When the journalist was quick to add Eva Mendes alongside the group, Alba fired back: “But is Mendes greenlighting movies?”
Buuuuurn!
Referring to her Into The Blue co-star Paul Walker - a diving movie in which Alba spent most of her on-screen time in a bikini - she complained: “Paul was the lead, Paul helped develop it. You wouldn’t believe how much that kid got paid! And I don’t think he did one ounce of publicity.”
Alba admitted she was unhappy with the outcome of her latest movie Good Luck Chuck, which was critically panned upon its release late last year.
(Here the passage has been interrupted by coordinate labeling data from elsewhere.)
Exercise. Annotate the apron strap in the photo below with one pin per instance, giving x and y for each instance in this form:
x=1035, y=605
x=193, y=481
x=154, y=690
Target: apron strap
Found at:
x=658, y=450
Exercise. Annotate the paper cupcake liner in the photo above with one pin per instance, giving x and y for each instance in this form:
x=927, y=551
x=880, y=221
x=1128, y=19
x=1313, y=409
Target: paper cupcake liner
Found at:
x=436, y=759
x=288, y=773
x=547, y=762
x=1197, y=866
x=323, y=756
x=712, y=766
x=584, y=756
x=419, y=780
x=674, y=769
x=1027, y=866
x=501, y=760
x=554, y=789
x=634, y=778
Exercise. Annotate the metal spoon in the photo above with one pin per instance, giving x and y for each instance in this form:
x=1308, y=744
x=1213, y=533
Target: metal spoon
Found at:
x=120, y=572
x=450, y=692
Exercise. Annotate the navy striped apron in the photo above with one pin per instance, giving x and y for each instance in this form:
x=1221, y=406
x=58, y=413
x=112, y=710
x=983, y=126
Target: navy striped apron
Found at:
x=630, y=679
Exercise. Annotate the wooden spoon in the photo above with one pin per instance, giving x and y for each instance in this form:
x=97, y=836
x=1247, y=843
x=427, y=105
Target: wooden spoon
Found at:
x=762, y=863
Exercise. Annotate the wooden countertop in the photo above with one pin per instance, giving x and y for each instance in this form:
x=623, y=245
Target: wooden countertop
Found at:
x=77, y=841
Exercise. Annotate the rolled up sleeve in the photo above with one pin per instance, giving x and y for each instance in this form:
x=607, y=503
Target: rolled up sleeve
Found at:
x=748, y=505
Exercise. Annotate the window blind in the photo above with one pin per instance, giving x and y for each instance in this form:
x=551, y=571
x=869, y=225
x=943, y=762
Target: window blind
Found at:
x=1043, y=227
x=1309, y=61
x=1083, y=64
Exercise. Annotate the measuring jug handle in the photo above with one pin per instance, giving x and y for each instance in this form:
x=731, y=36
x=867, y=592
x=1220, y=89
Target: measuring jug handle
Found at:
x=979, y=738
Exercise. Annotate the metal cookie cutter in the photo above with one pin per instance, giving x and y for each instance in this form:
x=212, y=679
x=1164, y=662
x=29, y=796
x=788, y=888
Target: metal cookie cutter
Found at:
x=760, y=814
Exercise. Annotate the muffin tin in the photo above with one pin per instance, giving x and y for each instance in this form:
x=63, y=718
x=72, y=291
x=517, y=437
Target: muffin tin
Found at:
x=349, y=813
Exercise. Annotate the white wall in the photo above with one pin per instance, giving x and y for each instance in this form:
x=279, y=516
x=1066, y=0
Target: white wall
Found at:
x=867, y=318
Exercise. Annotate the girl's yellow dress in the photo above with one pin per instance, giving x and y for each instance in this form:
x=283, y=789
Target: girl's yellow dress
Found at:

She said: “It’s porn… It wasn’t supposed to be like that.”
Damn it! It was supposed to be Dane Cook’s turn at the Oscars.
“When I’m in a meeting, I want to tell you why I’m an asset, how I’m a commodity, how I can put a**** in the seats, not, ‘There’s a chance you’re going to be able to f*** me’. That’s never been my deal.”
And to think of all the money we’ve wasted on Sour Patch kids, sitting in a darkened theater, waiting for you to f*** us.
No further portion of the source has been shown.